I have always been intrigued about how Eric of Metrograde built his slingshots. I PM him about a TTF that I was interested, in because I love the way his band attachments work. Besides shooting TTF I am a big fan of the pfs. I asked him if he had ever made one, being curious of what he would come up with. He told me that he had some ideas but had not yet moved on the project. Surprisingly, after a short period, Eric PM me about the Loris. Well needless to say when I received it I was extremely pleased to hold and check it out. The way the tube attachments work is soo cool and clean. It fits extremely well in my hand. I got to spend some quality time with it and figured that I could shoot it two different ways. I can easily hold it sideways and aim with it or I can hold it vertically and shoot it like a pfs. Very cool hybrid slingshot! I felt the tubes that came with it were better suited for sideways target shooting, so I made up a set of tubes and pouch that I normally outfit my pfs' with. Wow, it shot great as a pfs, very comfortable and smooth with tube length and pouch that I preferred when shooting pfs. I then switched out the tubes with very small tubes that I had made up with a magnet pouch to shoot bb's. Again it was very smooth and felt like it was designed to shoot bb's. With a couple quick easy twists of an Allen wrench; I can change the purpose of the Loris from being an accurate target shooter, to a super fun pfs, and a bb shooter as well.
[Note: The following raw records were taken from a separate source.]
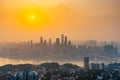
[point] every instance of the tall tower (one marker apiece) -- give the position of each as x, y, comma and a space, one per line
86, 63
62, 39
41, 40
50, 42
65, 40
57, 41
I really like the Loris because of its comfort, compact forks, and quick easy versatility. Whenever I travel I plan on packing the Loris (along with the different tube set ups) so I can have a slingshot fit for different shooting situations.

Eric is an extremely pleasant person to deal with who is very conscientious about his customer service. I now have two slingshots made by him and am very pleased to have them in my collection. Thank you Eric, the Loris is an extremely fun comfortable and functional shooter!


----------



## S.S. sLinGeR (Oct 17, 2013)

I have one of his shooters as well. Great product and service!


----------



## Metropolicity (Aug 22, 2013)

Weeee! First Loris in the wild!

Happy to have brought joy to your slinging ways, I am totally going to make up a bunch of bandsets and bring them along with me to Hong Kong next week.


----------



## Mr.Teh (Feb 28, 2012)

Looks like fun, happy shooting :wave:


----------